Your audience and the algorithm
So, what’s a social media algorithm? Algorithms are made by people who are trying to be smarter than every other smart person in the world for the sake of earning money for the corporations that feed their families. Now some of these people are the best software engineers that money can buy, while the rest are ordinary people like you and me, so if you think the sum of their average intelligences is below your intelligence level, you’re more than welcome to try and outsmart the smartest people on the planet. For the rest of us, it’s about understanding how much we can give to social media sites without them taking more than we can handle. Otherwise we burn out. It's not a coincidence that social media sites happen to be black hole vortexes which suck all sense of self-worth out of our person if we approach them incorrectly.
Outsmarting the algorithm is a high risk play. Maybe you’re up to the challenge.
For this guide we present two high-level approaches:
Approach A: Playing smart (Top-down approach)
Figure out what it wants. Social media algorithms don’t exist out of nothingness; they are created with aims and goals. The company is trying to make its users spend more time on their website.
Research the company’s goals. Look at their feature rollouts, look at what they’re announcing to the media, try to figure out the strategy they’re aiming for. Make a few different types of social media posts at different parts of the day and different times of the week to see which ones do better, and try to think back to the company’s aims and objectives (since software engineers have to design the algorithm, and get approval before they do things to the core product, right?)

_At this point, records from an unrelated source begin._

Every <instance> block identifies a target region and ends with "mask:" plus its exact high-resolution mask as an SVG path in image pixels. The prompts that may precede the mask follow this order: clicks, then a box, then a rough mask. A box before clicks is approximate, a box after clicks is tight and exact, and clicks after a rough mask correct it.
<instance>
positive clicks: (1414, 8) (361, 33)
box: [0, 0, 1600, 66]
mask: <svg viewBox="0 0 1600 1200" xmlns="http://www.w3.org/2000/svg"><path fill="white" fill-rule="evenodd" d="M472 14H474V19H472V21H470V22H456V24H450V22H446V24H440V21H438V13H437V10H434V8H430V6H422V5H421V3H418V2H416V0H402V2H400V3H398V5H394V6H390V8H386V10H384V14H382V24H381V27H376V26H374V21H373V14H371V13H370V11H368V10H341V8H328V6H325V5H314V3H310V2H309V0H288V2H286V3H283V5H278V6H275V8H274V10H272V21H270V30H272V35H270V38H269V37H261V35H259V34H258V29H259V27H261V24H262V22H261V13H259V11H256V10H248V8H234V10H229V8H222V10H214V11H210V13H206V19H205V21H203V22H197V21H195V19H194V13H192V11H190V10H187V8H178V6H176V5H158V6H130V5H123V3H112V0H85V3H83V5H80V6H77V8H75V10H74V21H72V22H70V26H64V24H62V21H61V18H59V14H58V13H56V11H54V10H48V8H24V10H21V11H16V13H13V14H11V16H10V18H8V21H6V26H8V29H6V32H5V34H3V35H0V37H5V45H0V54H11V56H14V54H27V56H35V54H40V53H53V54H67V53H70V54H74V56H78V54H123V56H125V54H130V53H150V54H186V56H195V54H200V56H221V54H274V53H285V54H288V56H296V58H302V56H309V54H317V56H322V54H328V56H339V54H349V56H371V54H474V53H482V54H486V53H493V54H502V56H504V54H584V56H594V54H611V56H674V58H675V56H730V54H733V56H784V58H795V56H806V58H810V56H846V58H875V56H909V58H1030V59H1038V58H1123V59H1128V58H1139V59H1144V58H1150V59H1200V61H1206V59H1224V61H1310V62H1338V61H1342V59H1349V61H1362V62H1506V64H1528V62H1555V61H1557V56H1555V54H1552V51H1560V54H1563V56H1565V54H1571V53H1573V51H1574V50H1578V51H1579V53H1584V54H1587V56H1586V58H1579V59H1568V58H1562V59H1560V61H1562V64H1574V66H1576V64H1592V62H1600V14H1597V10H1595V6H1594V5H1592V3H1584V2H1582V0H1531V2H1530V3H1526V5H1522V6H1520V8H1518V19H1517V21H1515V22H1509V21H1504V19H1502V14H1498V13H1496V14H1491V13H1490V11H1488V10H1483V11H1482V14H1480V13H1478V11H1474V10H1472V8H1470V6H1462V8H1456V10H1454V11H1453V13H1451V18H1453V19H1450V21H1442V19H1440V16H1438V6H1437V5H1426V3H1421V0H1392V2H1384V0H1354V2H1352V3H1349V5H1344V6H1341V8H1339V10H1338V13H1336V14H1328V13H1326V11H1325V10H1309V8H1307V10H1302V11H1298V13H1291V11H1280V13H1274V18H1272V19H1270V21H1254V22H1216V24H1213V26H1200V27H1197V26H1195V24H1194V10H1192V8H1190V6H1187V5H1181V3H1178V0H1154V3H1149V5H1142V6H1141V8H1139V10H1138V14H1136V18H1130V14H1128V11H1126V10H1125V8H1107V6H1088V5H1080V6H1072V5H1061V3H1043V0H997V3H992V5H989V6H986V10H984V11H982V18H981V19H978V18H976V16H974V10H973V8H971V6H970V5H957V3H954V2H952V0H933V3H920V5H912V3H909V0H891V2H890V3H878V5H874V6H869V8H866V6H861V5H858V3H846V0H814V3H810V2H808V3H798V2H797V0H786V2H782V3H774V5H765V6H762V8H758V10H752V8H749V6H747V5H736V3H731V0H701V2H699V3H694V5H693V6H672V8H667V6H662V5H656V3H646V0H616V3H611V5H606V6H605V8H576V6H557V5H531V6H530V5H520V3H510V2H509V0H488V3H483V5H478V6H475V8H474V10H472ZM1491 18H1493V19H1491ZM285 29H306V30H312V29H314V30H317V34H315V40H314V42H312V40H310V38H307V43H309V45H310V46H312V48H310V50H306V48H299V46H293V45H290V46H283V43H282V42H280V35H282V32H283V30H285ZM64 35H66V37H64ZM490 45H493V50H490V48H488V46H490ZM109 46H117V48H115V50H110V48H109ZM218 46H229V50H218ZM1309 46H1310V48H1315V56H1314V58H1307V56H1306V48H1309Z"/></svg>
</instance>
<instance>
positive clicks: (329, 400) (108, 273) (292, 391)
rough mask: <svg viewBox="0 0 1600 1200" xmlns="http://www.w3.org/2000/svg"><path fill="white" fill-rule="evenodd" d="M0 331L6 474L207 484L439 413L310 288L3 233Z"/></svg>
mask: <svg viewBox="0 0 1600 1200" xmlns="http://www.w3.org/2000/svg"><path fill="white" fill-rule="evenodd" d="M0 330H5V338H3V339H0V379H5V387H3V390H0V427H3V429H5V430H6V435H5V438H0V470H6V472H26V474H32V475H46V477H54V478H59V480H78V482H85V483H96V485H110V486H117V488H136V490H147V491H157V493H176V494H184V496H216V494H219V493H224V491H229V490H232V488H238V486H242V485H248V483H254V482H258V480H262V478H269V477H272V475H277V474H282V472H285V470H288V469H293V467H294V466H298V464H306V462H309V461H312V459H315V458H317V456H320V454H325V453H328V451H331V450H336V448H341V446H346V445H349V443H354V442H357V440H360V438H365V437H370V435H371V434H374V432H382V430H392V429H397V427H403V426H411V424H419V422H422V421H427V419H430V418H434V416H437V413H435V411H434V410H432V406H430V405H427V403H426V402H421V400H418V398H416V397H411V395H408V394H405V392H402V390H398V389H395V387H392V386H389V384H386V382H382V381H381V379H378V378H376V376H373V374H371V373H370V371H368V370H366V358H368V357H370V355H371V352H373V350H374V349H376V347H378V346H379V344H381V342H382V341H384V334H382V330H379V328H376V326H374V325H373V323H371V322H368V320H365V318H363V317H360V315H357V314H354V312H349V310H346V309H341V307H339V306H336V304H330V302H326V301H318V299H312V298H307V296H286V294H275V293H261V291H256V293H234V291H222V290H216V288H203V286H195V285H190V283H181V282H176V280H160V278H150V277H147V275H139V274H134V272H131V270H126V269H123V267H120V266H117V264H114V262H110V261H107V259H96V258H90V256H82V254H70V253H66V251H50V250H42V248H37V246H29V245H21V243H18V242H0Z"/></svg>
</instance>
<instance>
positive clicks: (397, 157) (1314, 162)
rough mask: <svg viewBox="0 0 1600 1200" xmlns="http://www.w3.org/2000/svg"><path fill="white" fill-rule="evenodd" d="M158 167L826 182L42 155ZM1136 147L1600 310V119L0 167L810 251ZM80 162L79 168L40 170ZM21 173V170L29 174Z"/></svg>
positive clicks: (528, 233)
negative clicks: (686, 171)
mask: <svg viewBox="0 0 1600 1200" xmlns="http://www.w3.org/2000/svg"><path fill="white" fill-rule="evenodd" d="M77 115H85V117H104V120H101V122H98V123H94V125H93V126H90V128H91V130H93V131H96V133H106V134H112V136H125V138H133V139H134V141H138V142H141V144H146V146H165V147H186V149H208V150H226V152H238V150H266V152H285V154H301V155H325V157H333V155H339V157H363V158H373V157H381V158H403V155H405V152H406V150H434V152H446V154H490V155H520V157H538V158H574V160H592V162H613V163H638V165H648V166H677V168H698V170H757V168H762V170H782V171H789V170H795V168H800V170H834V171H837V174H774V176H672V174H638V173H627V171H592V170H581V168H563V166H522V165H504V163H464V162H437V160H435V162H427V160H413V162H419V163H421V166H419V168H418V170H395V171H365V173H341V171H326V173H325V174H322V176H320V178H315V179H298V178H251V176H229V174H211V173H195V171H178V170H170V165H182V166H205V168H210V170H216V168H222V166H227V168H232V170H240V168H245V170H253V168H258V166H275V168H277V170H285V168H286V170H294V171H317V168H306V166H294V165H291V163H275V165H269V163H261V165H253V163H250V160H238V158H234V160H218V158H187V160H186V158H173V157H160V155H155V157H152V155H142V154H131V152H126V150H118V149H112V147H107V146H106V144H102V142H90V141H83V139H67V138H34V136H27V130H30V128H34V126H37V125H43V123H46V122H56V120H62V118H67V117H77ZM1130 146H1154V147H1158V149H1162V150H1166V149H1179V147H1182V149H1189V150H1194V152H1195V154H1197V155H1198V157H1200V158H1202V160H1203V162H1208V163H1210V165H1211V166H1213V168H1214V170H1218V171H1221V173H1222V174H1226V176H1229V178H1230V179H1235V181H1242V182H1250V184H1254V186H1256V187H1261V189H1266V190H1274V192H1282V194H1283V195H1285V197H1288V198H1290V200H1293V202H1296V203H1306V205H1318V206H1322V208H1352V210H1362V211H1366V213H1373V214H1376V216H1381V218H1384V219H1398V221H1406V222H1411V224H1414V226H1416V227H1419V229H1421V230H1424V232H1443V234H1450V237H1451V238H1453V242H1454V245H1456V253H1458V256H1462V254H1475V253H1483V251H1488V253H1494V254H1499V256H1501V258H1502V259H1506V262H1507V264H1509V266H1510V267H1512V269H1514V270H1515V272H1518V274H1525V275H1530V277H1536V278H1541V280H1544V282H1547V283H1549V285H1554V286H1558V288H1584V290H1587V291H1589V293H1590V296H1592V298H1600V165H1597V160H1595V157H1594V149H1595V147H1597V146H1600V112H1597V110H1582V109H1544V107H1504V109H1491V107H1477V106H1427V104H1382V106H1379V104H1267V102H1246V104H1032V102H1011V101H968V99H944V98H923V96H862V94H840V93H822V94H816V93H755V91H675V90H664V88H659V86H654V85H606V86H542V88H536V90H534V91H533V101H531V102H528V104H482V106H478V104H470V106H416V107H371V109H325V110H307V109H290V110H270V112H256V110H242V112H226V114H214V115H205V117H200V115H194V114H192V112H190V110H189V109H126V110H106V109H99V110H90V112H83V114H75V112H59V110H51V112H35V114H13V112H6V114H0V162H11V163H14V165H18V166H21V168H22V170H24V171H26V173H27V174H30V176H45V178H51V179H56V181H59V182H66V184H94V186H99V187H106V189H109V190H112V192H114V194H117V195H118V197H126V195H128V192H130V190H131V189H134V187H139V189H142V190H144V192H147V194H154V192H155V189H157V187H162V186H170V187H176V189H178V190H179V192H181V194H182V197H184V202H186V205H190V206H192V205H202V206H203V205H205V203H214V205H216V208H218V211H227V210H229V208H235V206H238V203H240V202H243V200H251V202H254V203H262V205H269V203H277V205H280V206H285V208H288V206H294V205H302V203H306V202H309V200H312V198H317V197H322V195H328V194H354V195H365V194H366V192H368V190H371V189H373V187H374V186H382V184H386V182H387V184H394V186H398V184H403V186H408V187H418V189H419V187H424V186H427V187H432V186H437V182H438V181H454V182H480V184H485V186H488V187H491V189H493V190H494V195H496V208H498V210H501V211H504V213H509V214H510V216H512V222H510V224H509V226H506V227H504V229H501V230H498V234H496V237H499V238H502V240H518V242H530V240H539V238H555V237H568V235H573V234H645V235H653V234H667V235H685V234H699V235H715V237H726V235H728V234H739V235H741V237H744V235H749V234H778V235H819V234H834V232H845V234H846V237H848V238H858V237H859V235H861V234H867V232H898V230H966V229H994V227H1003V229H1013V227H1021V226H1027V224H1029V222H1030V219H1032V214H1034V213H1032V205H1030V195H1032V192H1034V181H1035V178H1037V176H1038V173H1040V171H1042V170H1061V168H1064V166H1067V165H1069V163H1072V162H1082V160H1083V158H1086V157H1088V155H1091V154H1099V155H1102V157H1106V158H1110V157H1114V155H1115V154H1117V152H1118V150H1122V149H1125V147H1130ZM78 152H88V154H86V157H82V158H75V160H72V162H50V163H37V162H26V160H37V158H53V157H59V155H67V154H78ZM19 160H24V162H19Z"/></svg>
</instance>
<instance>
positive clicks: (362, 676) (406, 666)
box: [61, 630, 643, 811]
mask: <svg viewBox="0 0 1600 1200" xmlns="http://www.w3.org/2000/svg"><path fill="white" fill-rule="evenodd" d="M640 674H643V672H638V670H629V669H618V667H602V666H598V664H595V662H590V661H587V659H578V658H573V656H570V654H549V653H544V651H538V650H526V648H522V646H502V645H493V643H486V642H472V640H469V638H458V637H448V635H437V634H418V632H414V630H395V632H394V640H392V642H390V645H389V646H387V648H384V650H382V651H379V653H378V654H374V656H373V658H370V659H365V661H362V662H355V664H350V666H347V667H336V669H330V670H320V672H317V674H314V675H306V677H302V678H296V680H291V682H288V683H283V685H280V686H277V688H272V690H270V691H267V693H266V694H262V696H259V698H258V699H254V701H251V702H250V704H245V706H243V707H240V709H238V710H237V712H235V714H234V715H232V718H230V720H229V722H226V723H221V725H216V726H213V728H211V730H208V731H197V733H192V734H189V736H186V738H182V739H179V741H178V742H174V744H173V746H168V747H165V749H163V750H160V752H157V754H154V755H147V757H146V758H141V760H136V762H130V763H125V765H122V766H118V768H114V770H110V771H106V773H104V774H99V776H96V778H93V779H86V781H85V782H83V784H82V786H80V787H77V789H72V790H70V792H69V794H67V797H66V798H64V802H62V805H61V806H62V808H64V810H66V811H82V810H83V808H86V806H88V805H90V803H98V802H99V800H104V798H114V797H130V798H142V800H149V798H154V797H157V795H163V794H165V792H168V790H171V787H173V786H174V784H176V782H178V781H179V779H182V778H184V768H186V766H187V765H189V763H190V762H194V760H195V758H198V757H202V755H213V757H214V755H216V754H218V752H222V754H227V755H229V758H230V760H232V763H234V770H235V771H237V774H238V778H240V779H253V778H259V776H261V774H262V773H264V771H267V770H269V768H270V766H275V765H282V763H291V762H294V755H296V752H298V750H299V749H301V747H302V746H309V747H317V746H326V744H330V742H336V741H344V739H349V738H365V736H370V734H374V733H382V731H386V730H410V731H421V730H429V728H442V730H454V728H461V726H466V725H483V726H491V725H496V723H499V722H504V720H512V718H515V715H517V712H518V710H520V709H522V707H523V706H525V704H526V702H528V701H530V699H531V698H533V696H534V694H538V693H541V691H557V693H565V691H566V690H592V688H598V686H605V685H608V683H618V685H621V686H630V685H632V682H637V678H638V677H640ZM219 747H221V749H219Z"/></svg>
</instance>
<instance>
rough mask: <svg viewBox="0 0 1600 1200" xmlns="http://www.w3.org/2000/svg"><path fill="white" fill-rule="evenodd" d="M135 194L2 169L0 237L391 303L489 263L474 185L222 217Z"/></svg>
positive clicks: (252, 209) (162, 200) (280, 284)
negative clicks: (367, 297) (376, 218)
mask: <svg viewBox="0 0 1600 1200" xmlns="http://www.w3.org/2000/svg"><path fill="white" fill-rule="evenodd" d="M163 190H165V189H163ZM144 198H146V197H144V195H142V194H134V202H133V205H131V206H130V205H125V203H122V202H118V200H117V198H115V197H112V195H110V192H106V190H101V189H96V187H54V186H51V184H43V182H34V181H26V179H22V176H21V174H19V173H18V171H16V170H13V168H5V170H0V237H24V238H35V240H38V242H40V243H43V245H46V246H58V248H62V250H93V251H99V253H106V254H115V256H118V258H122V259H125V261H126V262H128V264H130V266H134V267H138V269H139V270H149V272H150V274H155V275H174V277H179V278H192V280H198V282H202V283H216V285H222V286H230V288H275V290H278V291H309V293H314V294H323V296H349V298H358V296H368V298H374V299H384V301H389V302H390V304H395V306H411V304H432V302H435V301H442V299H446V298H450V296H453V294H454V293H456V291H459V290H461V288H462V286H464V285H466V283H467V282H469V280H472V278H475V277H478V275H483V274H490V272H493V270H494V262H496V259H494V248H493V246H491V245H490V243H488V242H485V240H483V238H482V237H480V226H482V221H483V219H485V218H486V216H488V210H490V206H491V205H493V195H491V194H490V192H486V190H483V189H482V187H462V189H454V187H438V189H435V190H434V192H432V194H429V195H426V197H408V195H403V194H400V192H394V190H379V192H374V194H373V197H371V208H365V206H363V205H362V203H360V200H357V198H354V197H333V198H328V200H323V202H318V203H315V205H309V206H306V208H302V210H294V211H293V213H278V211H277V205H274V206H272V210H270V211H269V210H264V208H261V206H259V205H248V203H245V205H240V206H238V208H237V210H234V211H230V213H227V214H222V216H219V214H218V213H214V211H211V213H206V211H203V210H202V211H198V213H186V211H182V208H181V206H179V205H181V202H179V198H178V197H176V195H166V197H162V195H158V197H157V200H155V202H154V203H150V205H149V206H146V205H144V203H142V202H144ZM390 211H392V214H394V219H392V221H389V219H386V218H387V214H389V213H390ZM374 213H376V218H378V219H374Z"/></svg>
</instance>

Timing your social media posts is a strategic decision which should be determined from input from macro trends (AKA what you get when you search “best times to post on social media”), intersected with info points from the micro level you’re working at: the unique audience of your zine. In other words, the researchers’ audience might not reach the niche of your fandom’s zine space. If you’re already running a Twitter account that produces content for a fandom, then you already have some information when that fandom’s followers are most active. Through experimentation, you can see when the subset of that fandom interested in zines is most engaged with you and your project.
Timing depends 100000% on your audience.
If you want to try applying more brains, you might be able to further divide this into targeting potential contributors, buyers, and/or supporters which share your content because they like it.
Approach B: Give them what they want (Bottom-up approach)
Why bother trying to figure out a long term strategy when your zine project is a short term, one-off project? Social media sites want people to stay on them. They want content for free. Then the answer is to just give it content.
Twitter likes emotional information that can be shared in small bites.
Tumblr users are looking for just a little more, something that users might look at and want on their own blogs.
Instagram is aggressive and the way it takes scheduling to an extreme reflects this.
(THIS ABOVE LIST IS FOR EXAMPLE PURPOSES ONLY. Chances are it might not apply to your project and your audience, make your own list!)
Ask yourself if you're aiming for more people showing interest (= Likes, Follows), more people boosting or sharing (= Reblogs/Retweets/Shares), or more engagement (= Replies)?
Algorithms might be designed by people who want them to do something, but the way they ultimately make a decision is based on the data they ingested. Data implies a large trove of existing information: posts made by you and by other people. Since they’re based on existing posts, they’ll look for consistency in new posts. If you have a post that’s done well, keep posting similar posts in a similar pattern (similar type of content, similar times of day, similar days of the week)—don’t change the way you post without “easing” into it—and help the algorithms assume your hot new content is just as interesting and relevant.
Since data acts on what is already there, you might need a lot of posts to pull this off depending on the platform and followers/engagement.
At the risk of sounding ominous... Remember that when you try to learn the algorithm, it’s also learning you.